16

Letter From Moodie to Shaw

Letter, Washington, 4 August 1950

PERSONAL AND CONFIDENTIAL

It may be useful to you to have some background to our telegram 622[1] sent on 3rd August regarding a talk between Dean Rusk and Allen Brown. The telegram was prepared in rather more of a hurry than I like in the last minute bustle before the P.M.’s delegation departed.

In the first place Brown was extremely punctilious about the whole thing and most reluctant to get dragged into any discussions on foreign affairs. On the other hand Rusk had indicated in casual talks to a couple of other members of the delegation whom he had met at parties that he would like to have a talk to Brown and it would have been difficult for him to refuse. Brown asked McNicol and me to go along with him.

The talk was very helpful to us since Rusk got us round a table with the Chiefs of his regional offices and then set out their views. His observations on the Pacific Pact idea gave a pretty clear indication, both Brown and I thought, of his own views. It is only fair to record, however, that David McNicol who knows far more about Far Eastern matters than I, and who does much of the dealing with State Department people on them, didn’t draw the same conclusions as we did. David felt Rusk was interested in having further discussions about a Pact or arrangement, whereas we thought the questions Rusk raised suggested that behind them lies a general reluctance on his part to go any further with the idea.

It seems to me likely that the State Department have had reports from the American Embassy in Canberra that members of the Australian Government are not in entire agreement on the advisability of a regional arrangement in the Pacific.
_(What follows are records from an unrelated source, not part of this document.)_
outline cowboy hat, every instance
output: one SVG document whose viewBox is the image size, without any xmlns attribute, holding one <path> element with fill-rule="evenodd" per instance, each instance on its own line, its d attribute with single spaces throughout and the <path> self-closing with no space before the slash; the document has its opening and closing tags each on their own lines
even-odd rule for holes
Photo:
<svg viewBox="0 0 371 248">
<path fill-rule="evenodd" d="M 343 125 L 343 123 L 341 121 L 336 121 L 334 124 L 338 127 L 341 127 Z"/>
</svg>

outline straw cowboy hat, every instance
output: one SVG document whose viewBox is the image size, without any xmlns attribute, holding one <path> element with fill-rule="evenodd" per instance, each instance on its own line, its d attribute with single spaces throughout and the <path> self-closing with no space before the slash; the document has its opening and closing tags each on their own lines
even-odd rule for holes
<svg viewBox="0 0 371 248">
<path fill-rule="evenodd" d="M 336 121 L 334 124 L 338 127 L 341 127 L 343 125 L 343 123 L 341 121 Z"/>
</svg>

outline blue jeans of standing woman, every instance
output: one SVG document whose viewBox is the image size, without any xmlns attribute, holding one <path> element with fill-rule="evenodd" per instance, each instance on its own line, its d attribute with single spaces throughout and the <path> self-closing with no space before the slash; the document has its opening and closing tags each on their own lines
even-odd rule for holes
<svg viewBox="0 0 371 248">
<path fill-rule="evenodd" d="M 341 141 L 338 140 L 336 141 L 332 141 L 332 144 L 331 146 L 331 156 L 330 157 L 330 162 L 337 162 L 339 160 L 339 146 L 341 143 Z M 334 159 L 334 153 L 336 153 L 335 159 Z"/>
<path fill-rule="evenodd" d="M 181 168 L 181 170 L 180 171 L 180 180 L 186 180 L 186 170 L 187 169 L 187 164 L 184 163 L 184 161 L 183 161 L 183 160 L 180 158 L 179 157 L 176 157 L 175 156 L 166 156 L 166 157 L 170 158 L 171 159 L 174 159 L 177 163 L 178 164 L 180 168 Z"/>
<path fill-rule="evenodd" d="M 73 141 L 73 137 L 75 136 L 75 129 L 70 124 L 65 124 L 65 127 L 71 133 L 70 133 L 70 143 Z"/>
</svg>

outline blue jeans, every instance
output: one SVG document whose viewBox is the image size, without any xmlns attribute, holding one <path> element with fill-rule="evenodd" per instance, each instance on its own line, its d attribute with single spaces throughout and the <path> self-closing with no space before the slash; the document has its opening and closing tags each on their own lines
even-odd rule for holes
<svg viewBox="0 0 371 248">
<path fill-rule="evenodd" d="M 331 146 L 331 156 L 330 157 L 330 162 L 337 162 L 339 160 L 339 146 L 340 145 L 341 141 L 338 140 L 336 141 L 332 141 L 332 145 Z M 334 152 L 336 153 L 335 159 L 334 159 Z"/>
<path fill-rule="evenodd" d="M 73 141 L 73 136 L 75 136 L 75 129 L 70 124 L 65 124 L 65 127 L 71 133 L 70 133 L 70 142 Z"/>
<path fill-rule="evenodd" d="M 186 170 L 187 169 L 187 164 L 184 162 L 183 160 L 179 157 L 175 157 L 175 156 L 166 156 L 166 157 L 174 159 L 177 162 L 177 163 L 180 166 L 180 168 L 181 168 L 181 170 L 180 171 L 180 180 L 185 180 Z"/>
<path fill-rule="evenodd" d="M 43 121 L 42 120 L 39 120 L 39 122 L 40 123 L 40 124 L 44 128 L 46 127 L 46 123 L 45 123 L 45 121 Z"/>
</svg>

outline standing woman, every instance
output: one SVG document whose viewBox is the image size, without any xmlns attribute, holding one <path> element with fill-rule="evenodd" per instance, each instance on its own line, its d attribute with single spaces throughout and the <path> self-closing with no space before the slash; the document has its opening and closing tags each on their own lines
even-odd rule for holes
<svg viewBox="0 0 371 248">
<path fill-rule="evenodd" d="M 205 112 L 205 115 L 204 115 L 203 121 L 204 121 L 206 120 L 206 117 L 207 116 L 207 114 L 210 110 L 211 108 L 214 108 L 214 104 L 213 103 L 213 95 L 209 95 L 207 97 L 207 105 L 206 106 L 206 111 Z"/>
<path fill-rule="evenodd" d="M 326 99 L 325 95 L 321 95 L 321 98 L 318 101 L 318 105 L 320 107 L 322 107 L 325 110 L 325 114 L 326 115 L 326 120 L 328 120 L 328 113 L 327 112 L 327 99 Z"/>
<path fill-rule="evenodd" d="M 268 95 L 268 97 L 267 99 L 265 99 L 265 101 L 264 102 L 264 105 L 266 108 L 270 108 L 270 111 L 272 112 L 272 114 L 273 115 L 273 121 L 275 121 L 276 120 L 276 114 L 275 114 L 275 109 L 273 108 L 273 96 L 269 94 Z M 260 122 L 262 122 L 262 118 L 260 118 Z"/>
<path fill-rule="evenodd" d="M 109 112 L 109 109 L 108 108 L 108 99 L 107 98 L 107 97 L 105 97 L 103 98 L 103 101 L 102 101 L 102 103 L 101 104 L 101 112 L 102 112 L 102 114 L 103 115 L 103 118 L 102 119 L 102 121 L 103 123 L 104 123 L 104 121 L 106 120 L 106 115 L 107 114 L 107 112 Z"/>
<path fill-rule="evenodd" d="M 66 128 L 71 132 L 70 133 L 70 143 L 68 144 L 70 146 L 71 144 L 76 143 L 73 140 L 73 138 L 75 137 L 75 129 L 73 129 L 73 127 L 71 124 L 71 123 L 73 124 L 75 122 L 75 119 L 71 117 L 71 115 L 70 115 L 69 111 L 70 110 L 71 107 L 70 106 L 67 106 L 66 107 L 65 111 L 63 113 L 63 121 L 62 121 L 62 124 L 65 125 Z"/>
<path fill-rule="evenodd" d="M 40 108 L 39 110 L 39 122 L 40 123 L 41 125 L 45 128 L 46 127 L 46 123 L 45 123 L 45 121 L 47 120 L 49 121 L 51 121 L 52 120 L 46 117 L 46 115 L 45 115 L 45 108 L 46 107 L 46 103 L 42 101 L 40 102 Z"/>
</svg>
They may perhaps have had a report that the Prime Minister is dubious about it. If so, Rusk would obviously be interested in meeting the Secretary of the Prime Minister’s Department and talking to him with the hope of getting some confirmation of these reports. If so, it must be said that Brown took an entirely correct line and gave no indication of any such division of opinion. He simply listened and encouraged Rusk and his colleagues to talk.

This is clearly not a matter for an official report, but I thought you and Alan Watt might be interested to know about it. I consequently thought it worth while to depart from the rule regarding communications from overseas officers to officers in the Department. I should add that all the time I have been here, I have got the impression from nearly all State Department people, when the Pacific Pact question cropped up, that they didn’t want it, or at least didn’t want any white country to take a lead.

_1 Document 15.

THE SCOPE OF THE PACIFIC PACT Spender’s Cable S92 of 15 September from New York elaborated on his thinking about the scope of the Pacific Pact. Spender communicated to Watt that he had publicly commented in the United States that the Australian Government desired the area covered by the Pacific Pact to be as wide as possible, ‘including countries of the Indian Ocean capable of entering into firm military commitments, but that if that were not possible, then an area generally including Australia, New Zealand, the Philippines and North America and Great Britain, because of her varied interest therein, would form a reasonable basis for a Pact’.[1] He had also indicated that he saw no objection to South American countries joining the Pact or to Indonesia coming within the area.

Earlier in the year on 8 June 1950, in closing the debate in Parliament which he had initiated on 9 March, Spender had referred to the Pacific Pact. After pointing to the desirability of achieving an arrangement for the preservation of peace in the Pacific area, he noted that certain conditions that had led the West to conclude the NATO Pact did not yet exist in Asia, such as similar political institutions, economic structures, armed forces and common cultures. The development of a common defence policy would therefore be slower in Asia than in Europe. Spender noted that ‘any pact aiming at the preservation of peace in the Pacific area would need to embody specific military provisions’. He added that no such pact could succeed without the support and co-operation of the United States. While he had earlier expressed the hope that the countries of the British Commonwealth might form the nucleus of a Pacific alliance, Spender made it clear that this was not intended to exclude any other regional initiative: ‘Any move which might contribute to the development of an effective regional organisation in the Pacific area should be encouraged and supported. Australia alone, if called upon to respond by the United States, would be prepared to enter into such an agreement’.[2]

1 Cablegram 497, S92 from New York (I. 14414).

2 Current Notes, vol. 21, 1950, pp. 402-16, especially pp. 403-4.